Considering the underlying challenges facing the nation’s grid, this should come as no surprise. Not only is there aging infrastructure, but there are also physical and cybersecurity risks and changes in the sources of power generation that have made the grid less reliable. As part of incoherent energy and climate policies, zero-emission nuclear power plants that provide safe, reliable baseload energy are shuttering across the country.
Nuclear power provided nearly 19% of the electrical generation in the U.S. and 50% of all our carbon-free electricity in 2021. But this percentage is declining with more nuclear retirements. As more weather-dependent wind and solar power increases, baseload power must be more flexible — making it difficult to justify major investments in large-scale nuclear reactors that cannot quickly adjust to demand. In other words, reckless energy policies are resulting in the elimination of reliable, emissions-free energy sources and increasing the likelihood of sweeping power outages.
In order to ensure we have reliable power, we need to make smart investments and come to terms with reality. Advancements in technologies across energy sources are making our most reliable fuels even cleaner and our clean fuels more reliable. In fact, the United States is one of the world’s most efficient producers of energy, and it has led the world in emissions reductions.

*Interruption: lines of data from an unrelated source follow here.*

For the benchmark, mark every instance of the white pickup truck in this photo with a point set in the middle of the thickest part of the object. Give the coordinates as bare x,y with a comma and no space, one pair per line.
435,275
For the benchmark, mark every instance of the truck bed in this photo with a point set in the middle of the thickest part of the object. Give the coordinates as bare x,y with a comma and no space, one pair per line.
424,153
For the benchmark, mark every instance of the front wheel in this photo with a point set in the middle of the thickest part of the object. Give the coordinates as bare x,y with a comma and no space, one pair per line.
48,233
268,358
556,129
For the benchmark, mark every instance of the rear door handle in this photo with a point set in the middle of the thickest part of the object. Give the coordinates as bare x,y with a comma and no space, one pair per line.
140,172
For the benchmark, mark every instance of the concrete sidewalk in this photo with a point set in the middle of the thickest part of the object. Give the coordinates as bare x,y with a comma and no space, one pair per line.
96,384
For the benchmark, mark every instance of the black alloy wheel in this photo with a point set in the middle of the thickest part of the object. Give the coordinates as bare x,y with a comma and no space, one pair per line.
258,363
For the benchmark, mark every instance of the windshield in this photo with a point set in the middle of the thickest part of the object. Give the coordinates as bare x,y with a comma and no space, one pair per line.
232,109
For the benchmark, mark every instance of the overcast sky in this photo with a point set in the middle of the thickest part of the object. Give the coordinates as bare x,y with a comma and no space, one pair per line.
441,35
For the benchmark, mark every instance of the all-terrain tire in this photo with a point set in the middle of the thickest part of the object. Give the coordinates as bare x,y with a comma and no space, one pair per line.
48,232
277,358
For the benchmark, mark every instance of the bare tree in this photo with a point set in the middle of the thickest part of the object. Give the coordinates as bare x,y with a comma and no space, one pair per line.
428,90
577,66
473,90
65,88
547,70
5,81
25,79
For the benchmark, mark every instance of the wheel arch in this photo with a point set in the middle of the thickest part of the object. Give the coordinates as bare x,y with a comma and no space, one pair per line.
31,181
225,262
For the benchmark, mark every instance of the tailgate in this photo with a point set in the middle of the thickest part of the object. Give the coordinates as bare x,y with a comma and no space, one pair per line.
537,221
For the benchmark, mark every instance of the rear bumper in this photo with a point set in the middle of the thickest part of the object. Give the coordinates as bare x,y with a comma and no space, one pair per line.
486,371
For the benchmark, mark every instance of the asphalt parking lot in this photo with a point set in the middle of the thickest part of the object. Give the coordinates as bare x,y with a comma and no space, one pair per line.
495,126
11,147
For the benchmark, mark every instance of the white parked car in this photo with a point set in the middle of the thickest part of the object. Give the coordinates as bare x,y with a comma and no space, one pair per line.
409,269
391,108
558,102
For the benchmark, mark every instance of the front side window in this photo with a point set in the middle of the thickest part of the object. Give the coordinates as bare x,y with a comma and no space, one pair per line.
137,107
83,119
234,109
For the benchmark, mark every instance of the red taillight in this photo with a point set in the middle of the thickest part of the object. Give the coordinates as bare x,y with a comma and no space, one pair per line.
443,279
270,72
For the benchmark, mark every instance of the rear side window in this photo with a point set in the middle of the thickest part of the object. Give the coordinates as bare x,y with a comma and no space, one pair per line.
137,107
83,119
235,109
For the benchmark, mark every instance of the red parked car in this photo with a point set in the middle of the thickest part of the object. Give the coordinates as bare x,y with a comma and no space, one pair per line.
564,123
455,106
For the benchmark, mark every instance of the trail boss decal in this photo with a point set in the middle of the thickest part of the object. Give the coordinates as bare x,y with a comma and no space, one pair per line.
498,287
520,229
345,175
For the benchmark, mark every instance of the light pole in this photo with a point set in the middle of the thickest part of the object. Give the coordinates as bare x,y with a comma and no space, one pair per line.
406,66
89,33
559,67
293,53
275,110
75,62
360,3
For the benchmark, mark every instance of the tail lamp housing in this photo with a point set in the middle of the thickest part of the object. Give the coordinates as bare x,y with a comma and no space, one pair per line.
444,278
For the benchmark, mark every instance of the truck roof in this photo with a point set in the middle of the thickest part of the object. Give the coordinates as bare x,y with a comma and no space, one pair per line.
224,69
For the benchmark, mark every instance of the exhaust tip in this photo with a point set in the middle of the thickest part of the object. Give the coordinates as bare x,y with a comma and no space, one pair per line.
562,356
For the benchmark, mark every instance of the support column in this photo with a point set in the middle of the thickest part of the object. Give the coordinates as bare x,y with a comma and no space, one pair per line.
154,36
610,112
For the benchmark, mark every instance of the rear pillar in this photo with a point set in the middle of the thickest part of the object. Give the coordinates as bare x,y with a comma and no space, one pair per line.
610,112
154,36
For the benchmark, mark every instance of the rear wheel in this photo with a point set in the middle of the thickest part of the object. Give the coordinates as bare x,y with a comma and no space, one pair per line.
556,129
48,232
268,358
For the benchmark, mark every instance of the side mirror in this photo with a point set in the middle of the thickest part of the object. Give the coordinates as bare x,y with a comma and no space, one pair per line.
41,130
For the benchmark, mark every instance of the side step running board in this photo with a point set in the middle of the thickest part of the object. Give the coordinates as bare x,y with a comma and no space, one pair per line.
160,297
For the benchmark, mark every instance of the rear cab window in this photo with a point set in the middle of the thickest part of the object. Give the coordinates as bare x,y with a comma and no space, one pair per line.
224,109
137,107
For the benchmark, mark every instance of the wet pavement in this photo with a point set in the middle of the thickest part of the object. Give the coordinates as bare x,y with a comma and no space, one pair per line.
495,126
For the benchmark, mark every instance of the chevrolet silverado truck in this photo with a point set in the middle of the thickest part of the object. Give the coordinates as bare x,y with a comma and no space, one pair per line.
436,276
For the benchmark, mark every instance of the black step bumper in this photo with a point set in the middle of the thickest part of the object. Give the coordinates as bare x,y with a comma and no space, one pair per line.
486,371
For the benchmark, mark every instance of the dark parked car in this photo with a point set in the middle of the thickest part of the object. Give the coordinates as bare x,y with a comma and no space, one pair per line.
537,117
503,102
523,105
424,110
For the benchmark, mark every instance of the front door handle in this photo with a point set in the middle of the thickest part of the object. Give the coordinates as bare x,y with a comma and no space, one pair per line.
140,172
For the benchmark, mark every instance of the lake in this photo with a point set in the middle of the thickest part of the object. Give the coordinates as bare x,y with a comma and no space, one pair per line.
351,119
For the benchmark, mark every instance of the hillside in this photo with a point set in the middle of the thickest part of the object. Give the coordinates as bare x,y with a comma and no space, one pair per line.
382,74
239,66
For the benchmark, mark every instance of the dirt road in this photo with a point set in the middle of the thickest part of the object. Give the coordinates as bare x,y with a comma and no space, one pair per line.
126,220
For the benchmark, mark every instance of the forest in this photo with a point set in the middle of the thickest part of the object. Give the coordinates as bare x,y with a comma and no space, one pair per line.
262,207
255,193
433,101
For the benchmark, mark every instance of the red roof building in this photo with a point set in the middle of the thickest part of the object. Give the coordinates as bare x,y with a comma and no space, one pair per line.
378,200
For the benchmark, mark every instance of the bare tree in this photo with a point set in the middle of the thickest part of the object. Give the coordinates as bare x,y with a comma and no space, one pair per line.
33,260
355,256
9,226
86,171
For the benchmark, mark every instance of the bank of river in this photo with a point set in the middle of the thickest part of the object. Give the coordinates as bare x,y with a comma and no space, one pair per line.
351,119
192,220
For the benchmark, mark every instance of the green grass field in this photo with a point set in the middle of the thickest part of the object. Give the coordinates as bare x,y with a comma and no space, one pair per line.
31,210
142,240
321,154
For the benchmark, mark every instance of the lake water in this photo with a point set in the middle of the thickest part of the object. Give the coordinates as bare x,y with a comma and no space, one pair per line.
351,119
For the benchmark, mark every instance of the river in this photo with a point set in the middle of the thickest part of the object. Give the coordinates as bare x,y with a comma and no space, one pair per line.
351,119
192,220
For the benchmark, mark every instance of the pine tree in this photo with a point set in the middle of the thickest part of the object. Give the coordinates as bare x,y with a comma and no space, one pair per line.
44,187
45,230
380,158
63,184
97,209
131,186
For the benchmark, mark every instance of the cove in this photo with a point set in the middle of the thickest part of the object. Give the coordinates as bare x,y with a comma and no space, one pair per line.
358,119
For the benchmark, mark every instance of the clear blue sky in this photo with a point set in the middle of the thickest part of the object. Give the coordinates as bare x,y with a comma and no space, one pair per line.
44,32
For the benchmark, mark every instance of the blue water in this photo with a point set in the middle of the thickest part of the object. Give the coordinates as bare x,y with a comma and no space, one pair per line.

Shutting down reliable power supplies needlessly sacrifices the resiliency of our grid. We can see this first-hand in states like California, where liberal extremists’ endless advocating against emissions-free nuclear power and cleaner, American natural gas left the state scrambling for emergency power in the hot summer months.

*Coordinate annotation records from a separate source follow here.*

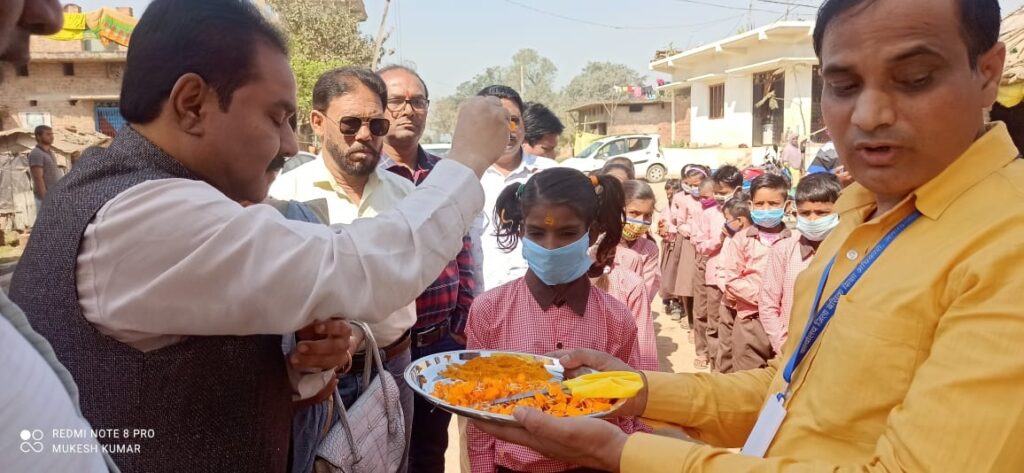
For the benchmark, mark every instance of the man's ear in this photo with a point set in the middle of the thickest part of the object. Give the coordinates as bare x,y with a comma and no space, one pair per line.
990,67
188,96
316,123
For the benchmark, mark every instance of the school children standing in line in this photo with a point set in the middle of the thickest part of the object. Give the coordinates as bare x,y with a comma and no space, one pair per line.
816,195
686,206
639,212
670,250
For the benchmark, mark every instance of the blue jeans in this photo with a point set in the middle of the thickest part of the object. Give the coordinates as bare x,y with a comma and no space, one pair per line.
307,422
429,440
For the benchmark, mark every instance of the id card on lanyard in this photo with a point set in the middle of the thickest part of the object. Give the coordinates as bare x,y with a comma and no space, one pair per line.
774,411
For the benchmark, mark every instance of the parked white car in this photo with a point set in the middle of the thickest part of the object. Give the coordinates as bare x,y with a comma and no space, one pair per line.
438,149
643,151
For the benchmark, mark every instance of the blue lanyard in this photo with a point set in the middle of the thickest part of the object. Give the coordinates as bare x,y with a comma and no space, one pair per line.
819,317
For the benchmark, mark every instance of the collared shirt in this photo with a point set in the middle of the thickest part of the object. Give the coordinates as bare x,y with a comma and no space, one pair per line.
709,239
784,262
452,294
193,252
424,163
572,295
629,289
509,317
383,191
494,266
921,367
742,263
647,266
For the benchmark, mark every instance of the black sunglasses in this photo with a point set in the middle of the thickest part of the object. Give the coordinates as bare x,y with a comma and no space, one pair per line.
349,126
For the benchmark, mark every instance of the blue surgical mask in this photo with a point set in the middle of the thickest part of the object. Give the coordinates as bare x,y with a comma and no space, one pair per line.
769,218
816,230
561,265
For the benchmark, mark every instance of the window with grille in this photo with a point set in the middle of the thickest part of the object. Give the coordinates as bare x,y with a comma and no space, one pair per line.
717,101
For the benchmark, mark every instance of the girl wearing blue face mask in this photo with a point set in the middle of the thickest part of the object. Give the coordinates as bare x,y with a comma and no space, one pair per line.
816,196
743,344
555,217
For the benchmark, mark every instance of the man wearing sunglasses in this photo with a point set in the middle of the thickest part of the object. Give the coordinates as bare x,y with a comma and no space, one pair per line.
348,119
165,299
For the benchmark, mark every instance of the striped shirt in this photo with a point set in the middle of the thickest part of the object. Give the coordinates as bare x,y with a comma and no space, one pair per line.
452,294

Americans must be able to rely on power for their homes and businesses, and the government has a responsibility to make choices that prioritize keeping the lights on regardless of the weather. Instead, the Biden administration wants to take the California model national, trade American energy for foreign dependence, and make U.S. energy more expensive and less competitive.
By pushing goals without a strategy and choosing foreign energy cartels over American producers and our own resources, this administration has failed to deliver affordable, secure and resilient energy. Moreover, this disjointed approach won’t reduce global emissions, and it ignores the jobs and value that the domestic energy sector provides for countless communities — including employing millions of Americans across the country.

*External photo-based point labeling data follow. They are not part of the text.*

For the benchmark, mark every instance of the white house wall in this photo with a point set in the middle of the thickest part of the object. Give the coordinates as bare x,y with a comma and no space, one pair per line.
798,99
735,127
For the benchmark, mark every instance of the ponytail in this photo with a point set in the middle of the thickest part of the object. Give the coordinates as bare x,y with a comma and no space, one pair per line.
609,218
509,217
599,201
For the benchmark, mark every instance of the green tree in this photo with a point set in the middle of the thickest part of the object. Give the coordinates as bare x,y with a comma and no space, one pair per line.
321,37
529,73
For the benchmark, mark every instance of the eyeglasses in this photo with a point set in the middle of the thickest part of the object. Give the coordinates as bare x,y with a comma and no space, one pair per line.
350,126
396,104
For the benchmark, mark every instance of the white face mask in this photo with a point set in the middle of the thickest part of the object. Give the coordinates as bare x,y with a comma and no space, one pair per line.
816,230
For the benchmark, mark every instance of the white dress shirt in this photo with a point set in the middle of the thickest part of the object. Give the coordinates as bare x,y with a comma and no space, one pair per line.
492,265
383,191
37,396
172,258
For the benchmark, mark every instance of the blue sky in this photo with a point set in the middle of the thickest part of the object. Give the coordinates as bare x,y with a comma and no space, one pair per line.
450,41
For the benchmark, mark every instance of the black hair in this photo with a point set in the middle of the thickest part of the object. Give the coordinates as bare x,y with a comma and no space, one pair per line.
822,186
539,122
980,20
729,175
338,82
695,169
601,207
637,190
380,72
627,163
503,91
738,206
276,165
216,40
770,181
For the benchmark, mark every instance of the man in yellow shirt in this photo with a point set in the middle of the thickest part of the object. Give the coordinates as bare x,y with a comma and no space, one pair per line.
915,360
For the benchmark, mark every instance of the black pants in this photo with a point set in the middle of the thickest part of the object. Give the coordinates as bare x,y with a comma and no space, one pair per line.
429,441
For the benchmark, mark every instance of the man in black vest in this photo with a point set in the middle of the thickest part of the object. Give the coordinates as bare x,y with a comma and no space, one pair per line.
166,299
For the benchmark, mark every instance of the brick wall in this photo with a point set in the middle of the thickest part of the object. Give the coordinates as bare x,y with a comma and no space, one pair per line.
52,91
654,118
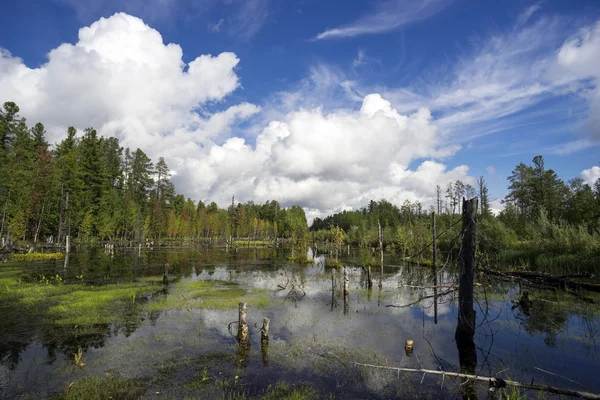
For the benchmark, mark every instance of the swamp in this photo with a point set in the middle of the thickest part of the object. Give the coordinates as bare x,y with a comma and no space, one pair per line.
127,323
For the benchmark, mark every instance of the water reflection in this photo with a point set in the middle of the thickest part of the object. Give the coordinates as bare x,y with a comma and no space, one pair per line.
304,312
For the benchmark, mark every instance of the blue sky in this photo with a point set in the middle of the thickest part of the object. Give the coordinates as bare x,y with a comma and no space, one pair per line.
496,82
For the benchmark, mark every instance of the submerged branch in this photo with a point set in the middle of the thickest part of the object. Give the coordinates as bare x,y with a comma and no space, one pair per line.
424,297
494,382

The Biden administration’s reckless efforts to spend its way out of a changing climate are foolish. With energy demand growing long into the future, we can’t afford to take any resources off the table. We can’t shut down nuclear power, vilify American natural gas, or avoid the glaring need for permitting reform necessary to build new transmission lines and energy storage if we want to grow our economy. No amount of spending can change this fact. Instead, Republicans are focused on the reality of our growing energy demand and an understanding that energy security is national security. With strategic and smart investments in resilient, reliable power, and comprehensive permitting reform, we can protect our communities, our livelihoods and our environment.
• Garret Graves has served as the United States representative from Louisiana’s 6th Congressional District since 2015. Rick Perry served as the 14th United States secretary of energy from 2017 to 2019 and as the 47th governor of Texas from 2000 to 2015.